American choral conductor (born 1950)

Richard Andrew Sparks (born August 29, 1950) is an American choral conductor. He is one of the leading figures in choral music in the Pacific Northwest and in Scandinavian, especially Swedish a cappella choral music.

==Early life and education==
Sparks was raised in Seattle, Washington. He graduated from Shorecrest High School, and he received a bachelor of music in 1976 and a master of music in 1980, both from the University of Washington. While an undergraduate, Sparks founded Seattle Pro Musica in 1973, which he led until 1980. During this time, Seattle Pro Musica became known as a leader in the "authentic performance" of Baroque music, especially Johann Sebastian Bach's. The organization started with a chamber choir, then the second year the Bach Ensemble was added, which did Bach cantatas and other baroque works, once a month. Finally, during the last three years, a Chamber Orchestra was added. Sparks conducted Seattle Pro Musica in Claudio Monteverdi's Vespro della Beata Vergine at St. Mark's Cathedral and Handel's Messiah. Over the course of seven years, Sparks conducted 71 different programs with those ensembles.

In the early 1980s, Sparks grew interested in Swedish choral music and the work of conductor Eric Ericson. He received doctor of musical arts in choral conducting from the University of Cincinnati College-Conservatory of Music, and his doctoral dissertation on postwar Swedish choral music was later published as The Swedish Choral Miracle.

==Conducting career==
In 1983, Sparks became conductor of the Choir of the West and Director of Choral Activities at Pacific Lutheran University. He remained there until 2001, during which time he directed the choir in Benjamin Britten's War Requiem, Bach's Mass in B Minor and St. John Passion, Igor Stravinsky's Les Noces, Sergei Rachmaninoff's Vespers, Johannes Brahms's Liebeslieder Walzer, and Giuseppe Verdi's Requiem. During Sparks's tenure, the Choir of the West recorded five concert albums.

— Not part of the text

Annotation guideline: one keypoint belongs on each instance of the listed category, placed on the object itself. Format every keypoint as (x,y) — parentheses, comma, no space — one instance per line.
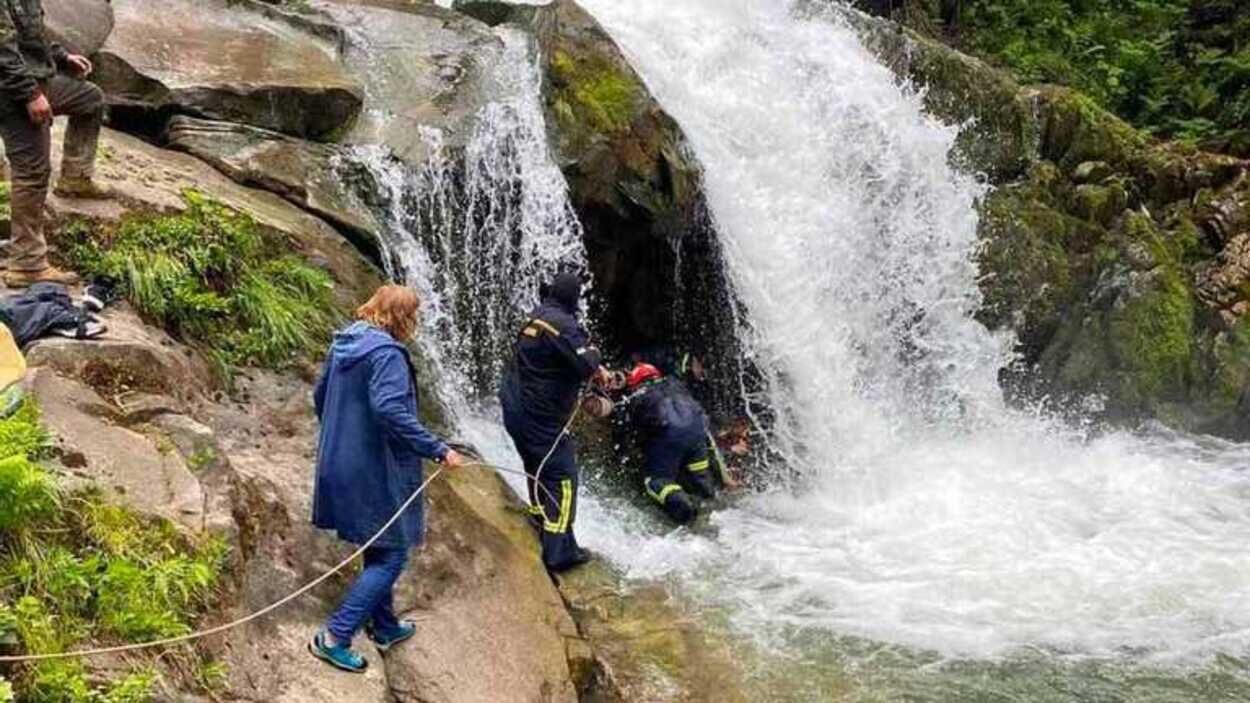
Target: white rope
(243,621)
(538,473)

Sparks founded Choral Arts Northwest (later Choral Arts), a Seattle-based chamber choir, in 1993, and was its artistic director until 2006. Choral Arts is known for its repertoire of a cappella music and a sound inspired by Swedish choirs. From 1999-2011, Sparks was artistic director of Pro Coro Canada in Edmonton, where his repertoire has included (again) Monteverdi's 1610 Vespers and Bach's B Minor Mass, as well as Wolfgang Amadeus Mozarts Requiem and Gabriel Fauré's Requiem in D Minor. He received the Richard S. Eaton Award of Distinction from the Alberta Choral Federation. He also was the first non-Canadian conductor to lead the National Youth Choir of Canada in 2006.

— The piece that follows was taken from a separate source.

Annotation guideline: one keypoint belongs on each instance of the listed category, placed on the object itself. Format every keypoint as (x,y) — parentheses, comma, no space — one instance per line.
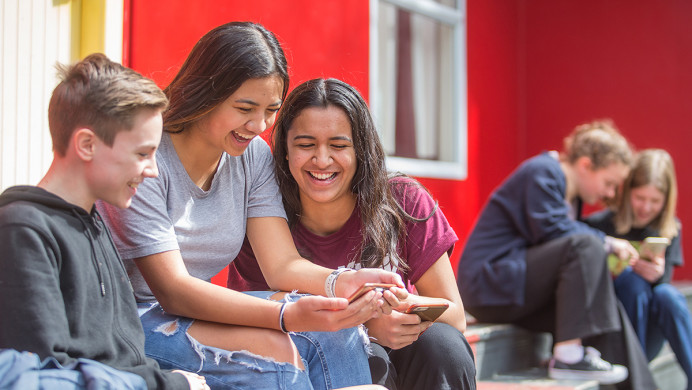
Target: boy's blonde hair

Sparks served as the Chair for Conducting & Ensembles at the University of North Texas, and also led the University Singers, and the Collegium Singers at the school until his retirement in 2019. While at UNT, Sparks also served as the Interim Director of Music for Church of the Incarnation in Dallas from August 2011 to August 2012. In the Fall of 2013, Sparks led the Collegium singers in another performance of Monteverdi's Vespers of 1610.

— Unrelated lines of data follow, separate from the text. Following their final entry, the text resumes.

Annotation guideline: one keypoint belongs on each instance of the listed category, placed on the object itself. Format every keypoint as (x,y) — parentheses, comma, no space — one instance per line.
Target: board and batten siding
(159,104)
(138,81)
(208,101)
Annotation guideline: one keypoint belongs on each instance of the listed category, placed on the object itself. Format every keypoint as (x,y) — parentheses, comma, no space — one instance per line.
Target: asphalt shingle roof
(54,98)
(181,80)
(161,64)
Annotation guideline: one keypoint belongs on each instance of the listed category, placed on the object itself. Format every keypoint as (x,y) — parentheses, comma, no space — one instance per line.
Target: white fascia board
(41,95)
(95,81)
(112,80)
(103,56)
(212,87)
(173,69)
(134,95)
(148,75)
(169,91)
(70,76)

Sparks has guest-conducted the National Youth Choir of Canada and was the first American in more than two decades to conduct the Swedish Radio Choir in 2002, 2007 and 2008.

In May 2021, Sparks was one of 10 new members elected to the Royal Swedish Academy of Music, alongside Marika Field, Katarina Karnéus, Jonas Knutsson, Sten Sandell, Đuro Živković, Keiko Abe, Giancarlo Andretta, Stefan Dohr, and Quincy Jones. The Academy said that "Sparks, more than any other foreign choir conductor of his generation, has been an ambassador for Swedish and Nordic choral music," and described his dissertation The Swedish Choral Miracle as the "standard work for the knowledge of Swedish music in English-speaking areas."

In 2023 Sparks was awarded The American Prize in Conducting—The Dale Warland Award in Choral Conducting (non-collegiate division)for his work with the Benedict Sixteen Singers.

The Benedict Sixteen Singers also released two CDs of music of Frank LaRocca on the Cappella Records label.
== Personal life ==
Sparks is married to the former Kathryn Wold, an artist who formerly directed the gallery at Pacific Lutheran University. Richard Nance composed "Set Me as a Seal," based on the Song of Songs, for their 1996 wedding.